Zuberi resurfaced with a sharp inhale, the cave's cold reality jarring after the intense phantasmal warmth of the den. A damp chill clung to the air. Wind rattled the sparse, dead shrubs near the entrance, danced macabre dances as it made its way into the cave, on and on and on, until it came to swirl ash from the nearly extinguished fire pit.
Lisa sat near the refuge opening, tending to the fire's dying embers. Zuberi noted that she had, at some point, unfastened the machete's sheath, weapon included, and laid it against the wall. Only an amateur would think the weapon close enough. Zuberi would have time to kill her ten times over before she reached it. As he sat up, making enough noise to announce his presence, she gave him a small, questioning nod, her eyes searching his face.

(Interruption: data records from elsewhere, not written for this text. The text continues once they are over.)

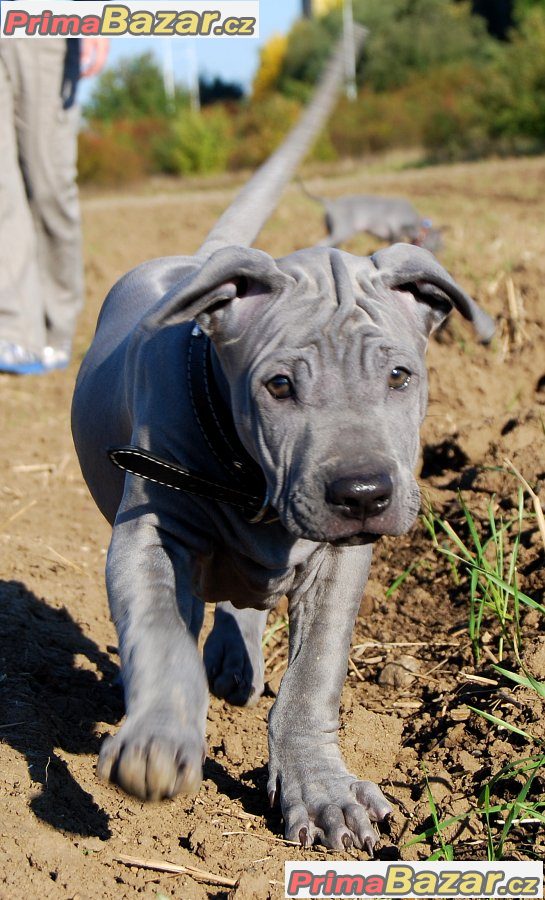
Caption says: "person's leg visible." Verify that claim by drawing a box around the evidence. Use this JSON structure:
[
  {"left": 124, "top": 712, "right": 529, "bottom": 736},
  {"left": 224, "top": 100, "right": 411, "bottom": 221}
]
[
  {"left": 18, "top": 40, "right": 83, "bottom": 364},
  {"left": 0, "top": 41, "right": 46, "bottom": 360}
]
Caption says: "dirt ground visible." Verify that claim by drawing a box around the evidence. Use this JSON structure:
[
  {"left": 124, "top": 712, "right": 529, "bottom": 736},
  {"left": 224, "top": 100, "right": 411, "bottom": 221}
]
[{"left": 0, "top": 151, "right": 545, "bottom": 900}]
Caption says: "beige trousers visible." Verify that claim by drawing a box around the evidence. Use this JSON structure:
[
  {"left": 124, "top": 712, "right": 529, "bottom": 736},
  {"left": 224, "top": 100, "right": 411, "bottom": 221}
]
[{"left": 0, "top": 39, "right": 83, "bottom": 352}]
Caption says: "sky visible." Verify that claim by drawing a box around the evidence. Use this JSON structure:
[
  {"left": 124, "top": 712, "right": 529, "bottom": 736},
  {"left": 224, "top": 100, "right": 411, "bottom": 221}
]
[{"left": 79, "top": 0, "right": 301, "bottom": 102}]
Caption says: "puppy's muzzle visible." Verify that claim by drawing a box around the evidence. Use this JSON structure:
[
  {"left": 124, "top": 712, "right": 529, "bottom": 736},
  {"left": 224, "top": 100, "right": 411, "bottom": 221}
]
[{"left": 326, "top": 472, "right": 394, "bottom": 522}]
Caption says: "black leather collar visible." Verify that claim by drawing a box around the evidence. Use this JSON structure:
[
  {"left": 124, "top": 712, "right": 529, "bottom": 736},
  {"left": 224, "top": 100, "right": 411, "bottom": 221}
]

"You were gone awhile," she said in a low murmur. "Restless sleep?"
"I'm not sure it was sleep," Zuberi said, clearing the rasp with a small cough. He rubbed his face, trying to shake off the lingering phantom heat, the cold, the thrumming energy of the den. "It was a vision. Or a warning." He lowered onto the stone next to Lisa, back to the wall, only opening in front of him, to her back. "I think I know what has been hunting us. Something called the dreadwraith is coming."

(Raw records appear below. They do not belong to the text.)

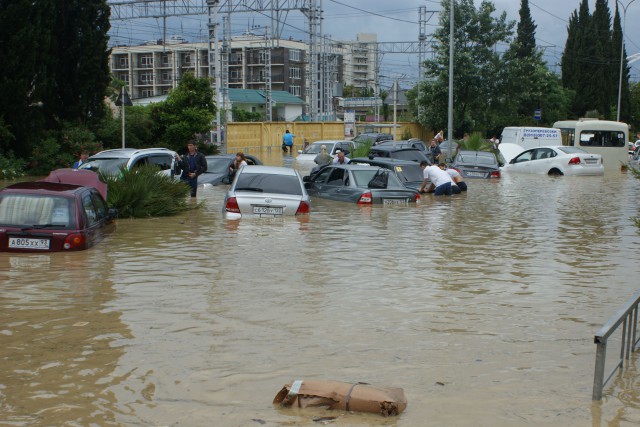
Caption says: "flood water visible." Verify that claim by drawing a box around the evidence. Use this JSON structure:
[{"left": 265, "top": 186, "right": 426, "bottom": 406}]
[{"left": 0, "top": 153, "right": 640, "bottom": 427}]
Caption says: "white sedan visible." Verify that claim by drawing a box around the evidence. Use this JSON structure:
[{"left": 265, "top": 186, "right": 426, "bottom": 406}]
[
  {"left": 222, "top": 165, "right": 310, "bottom": 219},
  {"left": 501, "top": 146, "right": 604, "bottom": 175}
]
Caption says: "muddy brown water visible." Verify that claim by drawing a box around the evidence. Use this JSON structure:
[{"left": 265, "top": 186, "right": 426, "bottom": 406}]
[{"left": 0, "top": 153, "right": 640, "bottom": 427}]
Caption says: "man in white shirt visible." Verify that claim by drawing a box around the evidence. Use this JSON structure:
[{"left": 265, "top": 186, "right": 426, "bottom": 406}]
[{"left": 419, "top": 161, "right": 454, "bottom": 196}]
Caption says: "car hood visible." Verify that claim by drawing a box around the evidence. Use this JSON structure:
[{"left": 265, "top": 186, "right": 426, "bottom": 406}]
[
  {"left": 498, "top": 142, "right": 524, "bottom": 164},
  {"left": 42, "top": 168, "right": 107, "bottom": 200}
]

Roused by the intensity in Zuberi's voice, Hanz sat up. "Wraith?" he asked, making his way from the sleeping area to join them. "Like those things in the mist?"

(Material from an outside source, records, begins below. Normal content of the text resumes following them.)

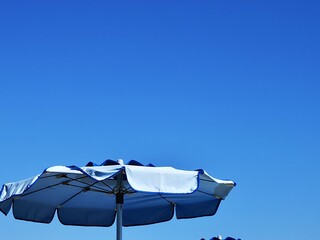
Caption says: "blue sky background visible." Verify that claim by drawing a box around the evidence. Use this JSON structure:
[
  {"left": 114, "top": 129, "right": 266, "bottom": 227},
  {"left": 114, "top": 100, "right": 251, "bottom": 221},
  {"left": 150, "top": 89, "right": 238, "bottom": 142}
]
[{"left": 0, "top": 0, "right": 320, "bottom": 240}]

"Worse," Zuberi said, the memory of the faceless statue vivid. "It felt old, angry, and hungry."
He met Lisa's searching gaze. He thought of how he could explain the den to them, but he lacked the words for now.
Lisa's brow creased. Her gaze turned distant for a moment, as if about to reveal an epiphany. "A wraith, but dreadful. This place has a flair for the obvious, at least," she said. She stood, rolling her shoulders as if shaking off a physical chill. "We'll prepare while we can still breathe." She glanced towards the cave mouth, narrowing her eyes. Just as Zuberi was about to ask if all was right, she spoke again. "Right now, I'm going to sleep. Unless there's an emergency, don't wake me."
Hanz yawned, mumbled something unintelligible, waved and crawled back to his jacket, which he had folded into a pillow. Moments later, he was snoring softly.
The coals, dying moments before under Lisa's care, now flared back to life, reminding Zuberi of the roiling magma under the den. The wilderness awaited, and somewhere within it, the dreadwraith. He picked up his spear, the wood familiar and solid in his grasp. He searched within for the terror he had felt when he had first heard the roar. He did not find it.